Edward Leo Oliver, age 82, of Corryton, went to be with The Lord on December 1, 2018. He was a member of Emory Valley Baptist Church. He was a 50 year member of Corryton Masonic Lodge #321, P.M. twice and held many positions during his time there. Leo proudly served our country in the U.S. Army during a two year tour of duty overseas and was honorably discharged in 1958. Leo fully retired in 2002 from Plasti-Line, Inc. after 14 years and more than 23 years at Tucker Steel Company. He enjoyed gardening, college and professional football and Nascar racing.

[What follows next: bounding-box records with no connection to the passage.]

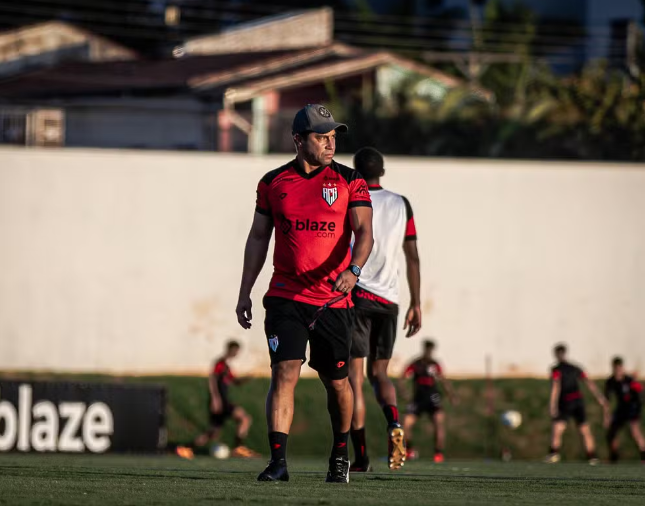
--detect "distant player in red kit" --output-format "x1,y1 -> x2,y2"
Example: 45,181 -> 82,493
349,148 -> 421,472
177,341 -> 260,458
236,105 -> 374,483
605,357 -> 645,463
545,344 -> 609,465
401,341 -> 456,463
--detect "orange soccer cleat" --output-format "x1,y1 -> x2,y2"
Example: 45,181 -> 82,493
175,446 -> 195,460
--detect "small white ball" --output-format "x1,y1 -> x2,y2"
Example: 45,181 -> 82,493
501,410 -> 522,429
211,443 -> 231,460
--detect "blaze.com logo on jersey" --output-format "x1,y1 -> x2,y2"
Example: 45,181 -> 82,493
280,218 -> 336,239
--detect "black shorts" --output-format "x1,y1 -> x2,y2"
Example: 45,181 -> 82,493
351,307 -> 398,360
607,404 -> 642,440
553,399 -> 587,425
264,297 -> 354,379
208,401 -> 236,428
406,393 -> 443,416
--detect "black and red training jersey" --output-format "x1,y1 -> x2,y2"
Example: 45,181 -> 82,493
255,160 -> 372,308
405,358 -> 442,399
211,359 -> 235,400
551,362 -> 587,402
605,375 -> 643,411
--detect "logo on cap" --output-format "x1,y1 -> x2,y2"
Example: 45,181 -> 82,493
318,107 -> 331,118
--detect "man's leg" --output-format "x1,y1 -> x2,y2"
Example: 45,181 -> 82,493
546,420 -> 567,463
403,413 -> 418,459
349,358 -> 368,471
432,410 -> 446,462
258,360 -> 302,481
578,422 -> 597,463
629,420 -> 645,463
266,360 -> 302,435
318,373 -> 354,444
318,373 -> 354,483
367,358 -> 407,469
231,406 -> 260,459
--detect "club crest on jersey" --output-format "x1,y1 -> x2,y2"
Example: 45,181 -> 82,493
323,183 -> 338,206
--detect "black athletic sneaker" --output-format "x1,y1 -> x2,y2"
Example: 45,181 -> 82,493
325,457 -> 349,483
258,459 -> 289,481
349,457 -> 372,473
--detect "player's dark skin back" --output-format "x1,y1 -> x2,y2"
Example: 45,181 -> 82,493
213,358 -> 235,400
407,358 -> 441,399
605,374 -> 642,411
552,362 -> 585,402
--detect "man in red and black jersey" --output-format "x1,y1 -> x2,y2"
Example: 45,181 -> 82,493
545,344 -> 608,465
236,105 -> 374,483
605,357 -> 645,463
401,341 -> 455,463
177,341 -> 260,458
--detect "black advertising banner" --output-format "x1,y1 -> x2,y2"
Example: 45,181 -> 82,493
0,380 -> 166,453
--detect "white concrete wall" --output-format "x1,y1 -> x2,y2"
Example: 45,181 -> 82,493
0,149 -> 645,375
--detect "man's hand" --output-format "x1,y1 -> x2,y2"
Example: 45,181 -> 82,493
211,396 -> 223,415
602,408 -> 611,429
403,306 -> 421,337
235,296 -> 253,330
334,269 -> 358,293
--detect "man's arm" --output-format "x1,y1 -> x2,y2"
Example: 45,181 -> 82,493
235,212 -> 273,329
208,374 -> 223,414
334,206 -> 374,293
403,239 -> 421,337
549,378 -> 560,418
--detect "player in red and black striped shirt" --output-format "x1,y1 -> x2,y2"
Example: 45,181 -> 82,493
236,105 -> 374,483
605,357 -> 645,463
177,341 -> 260,458
401,341 -> 456,463
545,344 -> 608,465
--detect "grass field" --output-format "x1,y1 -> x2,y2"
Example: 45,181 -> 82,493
5,373 -> 645,460
0,454 -> 645,506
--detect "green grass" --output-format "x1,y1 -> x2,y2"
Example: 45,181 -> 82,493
0,454 -> 645,506
3,373 -> 645,460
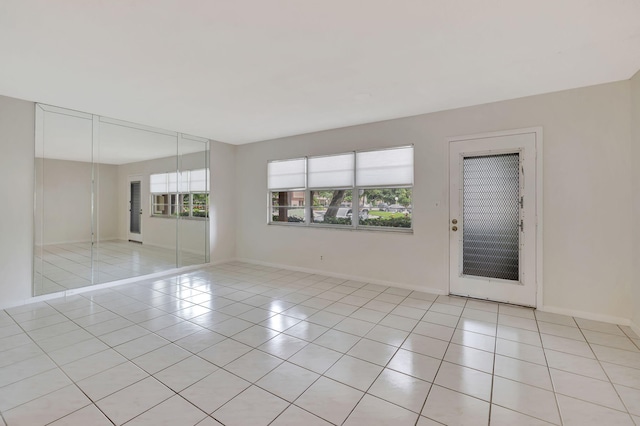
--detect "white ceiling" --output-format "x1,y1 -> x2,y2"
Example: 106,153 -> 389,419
0,0 -> 640,144
35,106 -> 207,166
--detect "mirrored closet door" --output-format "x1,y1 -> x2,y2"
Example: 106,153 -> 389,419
33,104 -> 210,296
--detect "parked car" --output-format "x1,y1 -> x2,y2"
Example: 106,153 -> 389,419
385,204 -> 406,213
336,207 -> 369,219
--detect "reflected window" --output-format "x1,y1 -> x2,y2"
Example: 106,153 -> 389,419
149,169 -> 209,218
271,191 -> 305,223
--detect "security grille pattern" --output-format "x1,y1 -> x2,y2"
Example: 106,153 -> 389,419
462,154 -> 520,281
129,182 -> 140,234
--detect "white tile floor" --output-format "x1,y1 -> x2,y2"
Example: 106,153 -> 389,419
0,263 -> 640,426
34,240 -> 205,295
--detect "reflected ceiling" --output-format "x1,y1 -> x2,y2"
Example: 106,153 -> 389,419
0,0 -> 640,144
36,107 -> 205,165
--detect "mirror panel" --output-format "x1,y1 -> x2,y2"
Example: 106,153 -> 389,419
178,134 -> 209,266
34,108 -> 95,294
33,104 -> 209,295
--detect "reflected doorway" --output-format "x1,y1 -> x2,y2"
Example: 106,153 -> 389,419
129,176 -> 142,244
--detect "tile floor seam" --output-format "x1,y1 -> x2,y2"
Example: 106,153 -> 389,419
8,263 -> 638,424
533,310 -> 560,425
416,298 -> 467,425
323,295 -> 435,424
568,318 -> 633,422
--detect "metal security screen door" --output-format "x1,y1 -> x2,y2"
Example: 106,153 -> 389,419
129,180 -> 142,243
462,153 -> 520,281
449,133 -> 536,306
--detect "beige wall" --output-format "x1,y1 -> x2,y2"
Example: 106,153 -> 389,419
0,96 -> 35,308
35,158 -> 118,244
236,81 -> 636,321
210,141 -> 241,263
0,96 -> 236,309
630,71 -> 640,334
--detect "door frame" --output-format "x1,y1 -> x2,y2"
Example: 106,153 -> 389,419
445,127 -> 544,309
127,175 -> 145,244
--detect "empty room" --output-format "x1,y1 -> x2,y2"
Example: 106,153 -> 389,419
0,0 -> 640,426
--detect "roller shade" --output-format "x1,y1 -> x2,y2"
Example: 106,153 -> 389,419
267,158 -> 306,190
307,152 -> 354,188
189,169 -> 209,192
167,172 -> 178,194
356,146 -> 413,187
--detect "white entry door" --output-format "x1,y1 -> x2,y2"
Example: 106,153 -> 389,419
128,176 -> 142,243
449,130 -> 539,306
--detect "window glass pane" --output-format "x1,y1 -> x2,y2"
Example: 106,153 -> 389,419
189,169 -> 209,192
307,152 -> 354,188
271,191 -> 305,223
149,173 -> 169,194
360,188 -> 413,228
167,172 -> 178,192
178,170 -> 191,193
191,194 -> 209,217
267,158 -> 307,190
180,194 -> 191,216
151,194 -> 169,215
311,189 -> 353,225
169,194 -> 180,216
356,146 -> 413,186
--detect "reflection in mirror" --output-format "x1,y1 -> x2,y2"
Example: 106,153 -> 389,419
34,106 -> 94,295
94,117 -> 177,283
177,135 -> 209,266
34,105 -> 209,295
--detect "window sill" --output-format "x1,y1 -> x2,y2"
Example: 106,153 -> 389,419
149,214 -> 209,221
267,222 -> 413,235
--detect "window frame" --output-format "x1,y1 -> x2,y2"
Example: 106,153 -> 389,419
149,168 -> 211,220
267,144 -> 415,234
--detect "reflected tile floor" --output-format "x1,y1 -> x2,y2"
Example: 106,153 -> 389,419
34,240 -> 205,295
0,262 -> 640,426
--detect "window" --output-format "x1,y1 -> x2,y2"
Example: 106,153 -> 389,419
149,169 -> 209,218
267,146 -> 413,229
271,191 -> 305,223
356,147 -> 413,228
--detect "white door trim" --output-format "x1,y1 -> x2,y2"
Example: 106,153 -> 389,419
127,175 -> 145,243
445,127 -> 544,308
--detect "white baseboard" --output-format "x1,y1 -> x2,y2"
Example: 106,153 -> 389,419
0,259 -> 222,309
538,305 -> 637,326
235,258 -> 448,295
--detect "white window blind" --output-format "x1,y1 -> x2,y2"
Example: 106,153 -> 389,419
307,152 -> 354,188
178,170 -> 191,194
167,172 -> 178,193
189,169 -> 209,192
267,158 -> 306,190
356,146 -> 413,186
149,173 -> 168,194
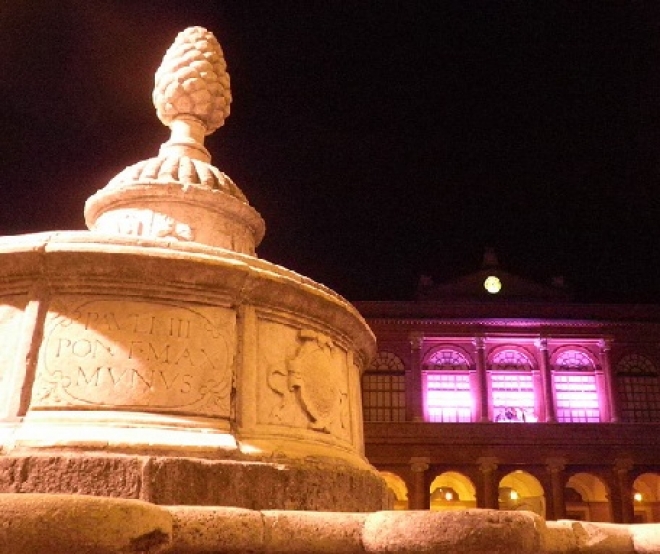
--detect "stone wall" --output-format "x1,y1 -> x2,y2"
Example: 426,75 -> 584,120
0,494 -> 660,554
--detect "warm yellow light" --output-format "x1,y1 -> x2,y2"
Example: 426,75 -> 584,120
484,275 -> 502,294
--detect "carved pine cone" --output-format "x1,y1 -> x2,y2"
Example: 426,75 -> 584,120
153,27 -> 231,135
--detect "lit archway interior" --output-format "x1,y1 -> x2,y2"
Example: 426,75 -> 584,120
633,473 -> 660,523
430,471 -> 477,511
379,471 -> 408,510
564,473 -> 612,521
498,470 -> 545,517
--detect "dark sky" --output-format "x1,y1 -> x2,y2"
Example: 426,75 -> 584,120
0,0 -> 660,302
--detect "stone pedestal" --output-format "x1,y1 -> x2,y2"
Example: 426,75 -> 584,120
0,232 -> 385,510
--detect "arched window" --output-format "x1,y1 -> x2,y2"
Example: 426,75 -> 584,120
362,352 -> 406,421
488,348 -> 538,423
423,348 -> 474,423
552,350 -> 600,423
616,354 -> 660,423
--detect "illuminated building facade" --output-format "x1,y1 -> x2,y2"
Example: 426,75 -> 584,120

On Saturday, December 1, 2018, Wendy Turner, wife, mother, daughter and sister passed away at the age of 51. Wendy will be forever remembered by her loving husband and best friend of 28 years Johnny Turner; their wonderful son, Brandon Turner (Sage); father, David Cooper (Brenda); siblings, John Cooper (Elizabeth), Darrell Cooper (Jennifer), Nina Goode (Roger) and Amanda Shaffer; she will forever be remembered by her numerous nieces (4), nephews (5), and extended family and dear friends.
Marie (Rutherford) Kidwell, age 91, passed away on December 2, 2018. She was a member of Mt. Zion Baptist Church.
Preceded in death by husband Swan Kidwell; parents Tom & Rova Rutherford; sister Edith Flatford and infant brother Arthur Rutherford.
Survived by sister Bernice Flatford; special friends Lawrence & Ethel Weaver and Karen Hawks; many nieces, nephews, great nieces and great nephews.
Family will receive friends 6-8pm Thursday at Mynatt Funeral Home Halls Chapel, with funeral service to follow at 8pm, Rev. Mike Keck officiating.